Chi ha paura dei cinesi a Gibuti?

La notizia che Pechino ha raggiunto un accordo con Gibuti per costruire una base navale nel Paese africano all’imbocco dello Stretto di Bab el Mandeb tra l’Oceano Indiano e il Mar Rosso ha suscitato commenti preoccupati in tutto l’Occidente per il potenziamento della presenza navale cinese in quest’area strategica.

I gruppi navali di Pechino sono presenti dal 2008 nell’Oceano Indiano nell’ambito delle forze internazionali che contrastano la pirateria utilizzando regolarmente gli scali di Gibuti e Mauritius. In alcune occasioni le navi cinesi si sono spinte nel Mediterraneo e la base permanente a Gibuti renderà di certo più frequenti queste visite supportando i programmi di espansione della presenza navale nell’ambito degli sforzi per trasformare la Cina in potenza globale.

A Gibuti hanno poi ottenuto la possibilità di ormeggio e rifornimento le flotte e le forze armate di molti Paesi. Oltre alla Francia (che qui vi basa la Flotta dell’Oceano Indiano) anche gli statunitensi (4 mila militari con aerei e droni a Camp Lemonnier) , italiani (una base logistica presidiata da un centinaio di militari) e giapponesi hanno stipulato accordi per basi e punti d’appoggio.

L’accordo con Pechino prevede la fornitura di servizi logistici (carburante, cibo, ecc) e lo stazionamento di navi e personale militare che fonti cinesi mettono in relazione con la crescente presenza nazionale all’interno delle missioni di stabilizzazione e umanitarie delle Nazioni Unite. Pechino d’altra parte è da anni protagonista di una rapida penetrazione economica in Africa che era impensabile non dovesse sviluppare anche una maggiore presenza militare.

Il portavoce del Ministero degli Esteri cinese, Hong Lei, ha dichiarato che “la costruzione delle strutture a Gibuti aiuterebbe ulteriormente la marina militare cinese e l’esercito nella partecipazione alle operazioni di mantenimento della pace delle Nazioni Unite, nelle missioni di scorta nelle acque vicino alla Somalia e al Golfo di Aden, e nell’assistenza umanitaria”.

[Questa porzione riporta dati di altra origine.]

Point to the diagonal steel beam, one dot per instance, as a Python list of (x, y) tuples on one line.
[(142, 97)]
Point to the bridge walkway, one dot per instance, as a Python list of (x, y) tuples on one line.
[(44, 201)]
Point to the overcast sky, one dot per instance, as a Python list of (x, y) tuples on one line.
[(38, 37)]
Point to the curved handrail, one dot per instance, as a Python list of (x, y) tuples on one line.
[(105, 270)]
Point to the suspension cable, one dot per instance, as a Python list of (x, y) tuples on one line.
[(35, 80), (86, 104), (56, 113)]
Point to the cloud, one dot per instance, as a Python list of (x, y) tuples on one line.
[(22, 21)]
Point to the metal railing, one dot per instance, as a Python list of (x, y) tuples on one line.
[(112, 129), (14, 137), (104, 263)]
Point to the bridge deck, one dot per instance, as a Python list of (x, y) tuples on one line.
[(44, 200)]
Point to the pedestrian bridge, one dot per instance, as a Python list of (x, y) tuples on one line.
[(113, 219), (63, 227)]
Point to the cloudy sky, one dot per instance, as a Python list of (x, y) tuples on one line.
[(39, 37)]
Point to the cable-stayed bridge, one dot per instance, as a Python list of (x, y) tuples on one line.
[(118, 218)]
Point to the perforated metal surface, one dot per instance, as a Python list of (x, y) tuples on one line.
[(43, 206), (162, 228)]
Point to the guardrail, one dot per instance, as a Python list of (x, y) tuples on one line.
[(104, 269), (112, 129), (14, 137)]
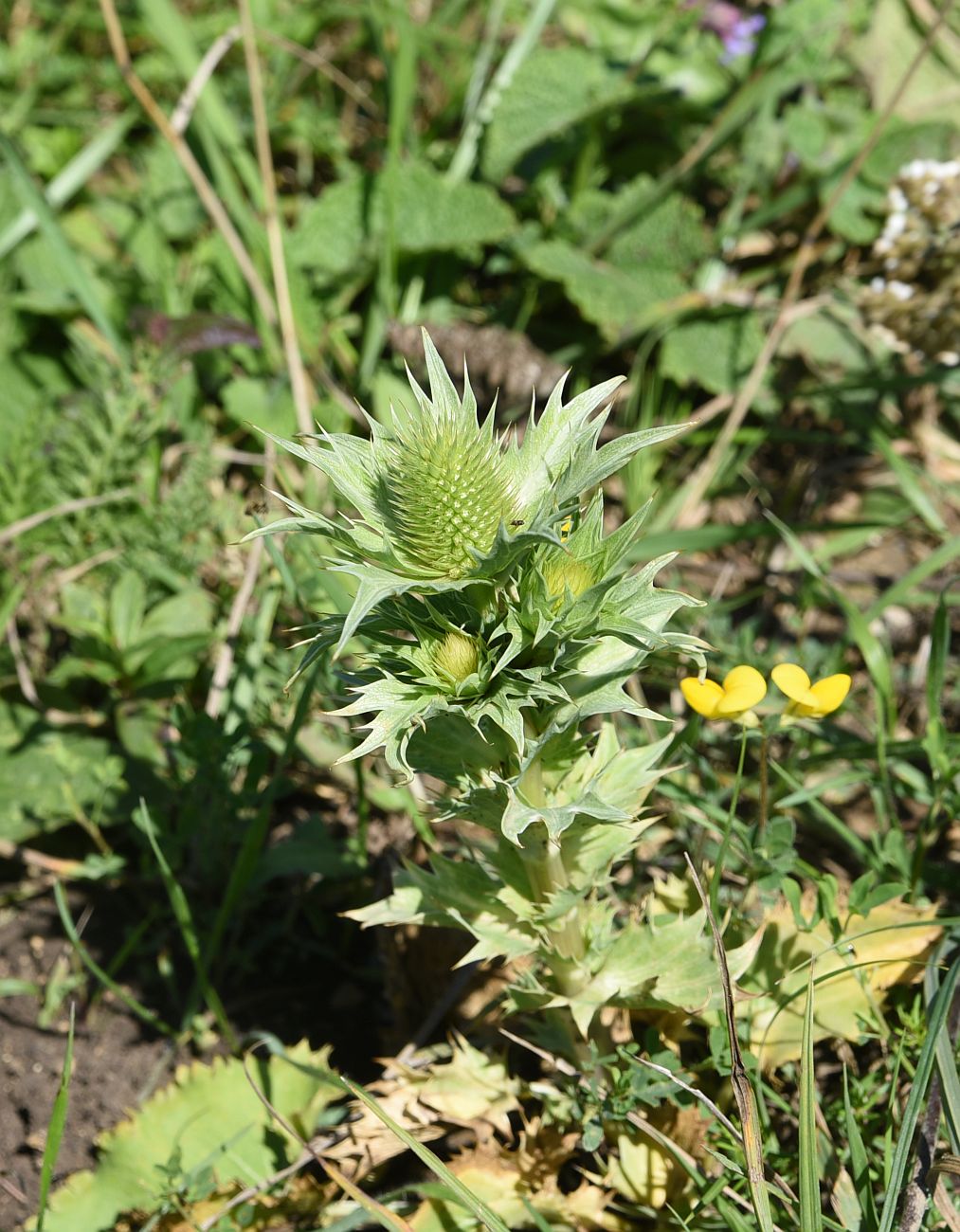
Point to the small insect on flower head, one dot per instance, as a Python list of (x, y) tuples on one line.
[(808, 700), (742, 689)]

Quella di Gibuti è stata definita la prima base cinese all’estero ma si tratta in realtà di un punto d’appoggio come quello che i cinesi hanno costruito anche in Birmania (nel porto di Kyaukpyu e nelle Isole Coco)  e il piccolo Stato africano ha incassato un bel po’ di milioni di dollari concedendo basi logistiche e approdi a molti Paesi impegnati nella lotta alla pirateria somala oltre a ricevere per le sue piccole forze armate molti equipaggiamenti aerei, terrestri e navali.